SSL Certificate Installation - Tomcat Server

Procedure:

Create a New Keystore:

• You will be using the keytool command to create and manage your new Keystore file. You may need to add the java /bin/ directory to your PATH before the keytool command is recognized. When you are ready to create your keystore go to the directory where you plan to manage your Keystore and certificates. Enter the following command in command prompt:

           keytool -genkey -alias server -keyalg RSA -keysize 2048 -keystore your_site_name.jks

• You will be prompt to choose a password for your keystore. You will then be prompt to enter your Organization information.

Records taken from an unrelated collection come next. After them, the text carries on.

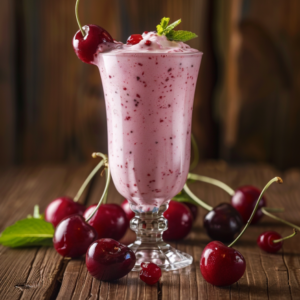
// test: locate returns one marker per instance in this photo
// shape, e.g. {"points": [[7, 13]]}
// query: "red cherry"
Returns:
{"points": [[126, 207], [265, 241], [244, 201], [85, 47], [110, 220], [223, 223], [150, 273], [180, 221], [61, 208], [107, 259], [73, 236], [221, 265], [193, 208], [134, 39]]}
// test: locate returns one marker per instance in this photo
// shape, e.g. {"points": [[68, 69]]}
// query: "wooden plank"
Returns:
{"points": [[7, 83], [273, 276], [32, 273], [267, 276]]}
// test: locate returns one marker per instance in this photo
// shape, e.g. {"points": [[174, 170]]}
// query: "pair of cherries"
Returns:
{"points": [[68, 217], [226, 220], [222, 265], [107, 260], [180, 218]]}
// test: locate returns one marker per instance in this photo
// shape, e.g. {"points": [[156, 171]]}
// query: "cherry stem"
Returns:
{"points": [[196, 153], [213, 181], [196, 199], [275, 179], [107, 173], [88, 179], [266, 211], [287, 237], [77, 18]]}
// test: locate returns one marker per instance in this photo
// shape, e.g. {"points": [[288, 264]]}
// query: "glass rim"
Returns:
{"points": [[151, 53]]}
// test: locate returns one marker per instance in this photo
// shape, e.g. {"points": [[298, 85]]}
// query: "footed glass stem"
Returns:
{"points": [[149, 245]]}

• When it asks for first and last name, this is NOT your first and last name, but rather it is your Fully Qualified Domain Name for the site you are securing (example: www.yourdomain.com). If you are ordering a Wildcard Certificate this must begin with the * character. (example: *.yourdomain.com)

• After you have completed the required information, confirm that the information is correct by entering 'y' or 'yes' when prompted. Next, you will be ask for your password to confirm. Make sure to remember the password you choose. Your keystore file named your_site_name.jks is now create in your current working directory.

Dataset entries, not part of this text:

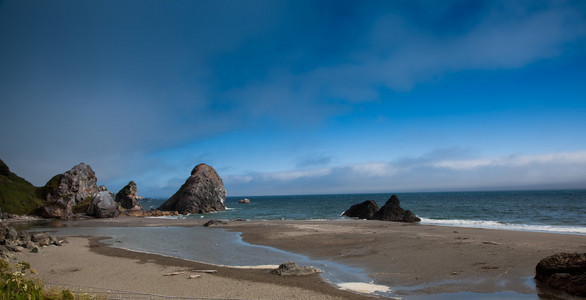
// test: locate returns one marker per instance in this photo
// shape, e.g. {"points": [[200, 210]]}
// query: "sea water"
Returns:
{"points": [[557, 211]]}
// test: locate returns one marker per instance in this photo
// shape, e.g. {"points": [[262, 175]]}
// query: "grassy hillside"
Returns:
{"points": [[17, 195]]}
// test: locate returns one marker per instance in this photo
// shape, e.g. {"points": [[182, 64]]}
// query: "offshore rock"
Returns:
{"points": [[103, 206], [565, 271], [291, 268], [201, 193], [67, 189], [391, 211], [364, 210], [127, 196]]}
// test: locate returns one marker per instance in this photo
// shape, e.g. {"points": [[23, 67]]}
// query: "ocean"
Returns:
{"points": [[559, 211], [556, 211]]}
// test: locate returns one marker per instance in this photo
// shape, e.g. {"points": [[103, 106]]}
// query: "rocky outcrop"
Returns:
{"points": [[565, 271], [291, 268], [391, 211], [103, 206], [364, 210], [67, 189], [203, 192], [127, 196], [12, 241]]}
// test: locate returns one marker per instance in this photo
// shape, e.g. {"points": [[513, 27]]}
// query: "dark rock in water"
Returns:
{"points": [[364, 210], [291, 268], [203, 192], [214, 222], [103, 206], [67, 189], [127, 196], [391, 211], [565, 271]]}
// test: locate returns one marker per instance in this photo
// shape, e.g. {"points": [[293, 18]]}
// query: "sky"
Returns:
{"points": [[297, 97]]}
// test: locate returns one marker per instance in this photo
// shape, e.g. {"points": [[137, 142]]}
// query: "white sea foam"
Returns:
{"points": [[363, 287], [506, 226]]}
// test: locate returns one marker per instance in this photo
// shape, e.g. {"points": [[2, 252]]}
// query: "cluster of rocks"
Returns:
{"points": [[292, 269], [391, 211], [564, 271], [202, 192], [77, 187], [12, 241]]}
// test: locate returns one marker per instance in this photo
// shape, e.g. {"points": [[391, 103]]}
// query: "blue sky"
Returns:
{"points": [[297, 97]]}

Generate a CSR from Your New Keystore:

• Next, you will use keytool to create the Certificate Signing Request (CSR) from your Keystore. Enter the following command:

         keytool -certreq -alias server -file csr.txt -keystore your_site_name.jks

• Type the keystore password that you chose earlier and hit Enter.

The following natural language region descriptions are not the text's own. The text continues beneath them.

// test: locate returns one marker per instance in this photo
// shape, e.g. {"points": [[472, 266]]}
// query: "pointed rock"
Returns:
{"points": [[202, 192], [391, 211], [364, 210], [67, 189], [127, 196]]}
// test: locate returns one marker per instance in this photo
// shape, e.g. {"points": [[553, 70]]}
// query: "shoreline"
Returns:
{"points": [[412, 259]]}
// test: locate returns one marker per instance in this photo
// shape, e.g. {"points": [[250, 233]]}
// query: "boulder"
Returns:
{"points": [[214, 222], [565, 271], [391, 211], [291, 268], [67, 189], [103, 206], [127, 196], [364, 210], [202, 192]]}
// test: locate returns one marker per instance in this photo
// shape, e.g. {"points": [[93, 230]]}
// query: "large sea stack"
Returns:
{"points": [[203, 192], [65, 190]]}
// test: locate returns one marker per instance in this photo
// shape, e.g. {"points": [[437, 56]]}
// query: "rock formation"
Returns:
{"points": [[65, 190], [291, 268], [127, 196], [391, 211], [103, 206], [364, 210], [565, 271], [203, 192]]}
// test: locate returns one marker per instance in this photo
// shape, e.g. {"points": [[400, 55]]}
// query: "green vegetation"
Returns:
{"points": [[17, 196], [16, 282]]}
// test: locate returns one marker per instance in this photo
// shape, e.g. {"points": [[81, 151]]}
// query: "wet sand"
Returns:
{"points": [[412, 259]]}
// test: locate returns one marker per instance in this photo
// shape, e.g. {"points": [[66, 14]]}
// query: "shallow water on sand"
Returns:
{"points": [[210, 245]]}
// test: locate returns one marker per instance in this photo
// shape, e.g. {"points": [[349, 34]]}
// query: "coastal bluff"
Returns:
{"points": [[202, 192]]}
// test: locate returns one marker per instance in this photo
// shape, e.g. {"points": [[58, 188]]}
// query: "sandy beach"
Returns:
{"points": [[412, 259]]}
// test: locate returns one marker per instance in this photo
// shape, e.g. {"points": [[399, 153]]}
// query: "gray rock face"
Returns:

• Once CSR generated upload it to Certificate Authority and generate SSL certificate.
• Install Certificate on Tomcat Server
• Depending on the certificate format in which you received the certificate from the Certificate Authority, there are different ways of importing the files into the keystore. 

PKCS#:   

• If the certificate you received is in PKCS#7 format (the extension of the certificate file will be .p7b or .cer), it already includes the necessary intermediate and root certificates. Additionally, a certificate with .p7b extension can be download in the user account. Run the following command to import it into the keystore:

         keytool -import -trustcacerts -alias server -keystore example.jks -file example.p7b

• If the certificate was imported successfully, you will see the message 'Certificate reply was installed in keystore'. You can check the details of the certificate that was imported to the keystore with a command:

         keytool -list -keystore example.jks 

PEM: 

• If you received the certificate in the PEM format ( files will be with the .crt extension), you will need to import the root certificate, intermediate certificates and the certificate issued for your domain name to the keystore separately starting from a root certificate and ending with the certificate for your domain name. To import a root certificate, run the following command

        keytool -import -alias root -keystore example.jks -trustcacerts -file root.crt

• To import an intermediate certificate

        keytool -import -alias intermediate -keystore example.jks -trustcacerts -file intermediate.crt

• After the successful import you need to edit Tomcat configuration file. As a rule, it is called server.xml and usually can be found in Home_Directory/conf folder. Please change in configuration file as follow:

        <Connector port="443" protocol="HTTP/1.1"

          SSLEnabled="true"

          scheme="https" secure="true" clientAuth="false"

          sslProtocol="TLS" keystoreFile="/your_path/yourkeystore.jks"

          keystorePass="password_for_your_key_store" />

• Save the changes and restart Tomcat web service.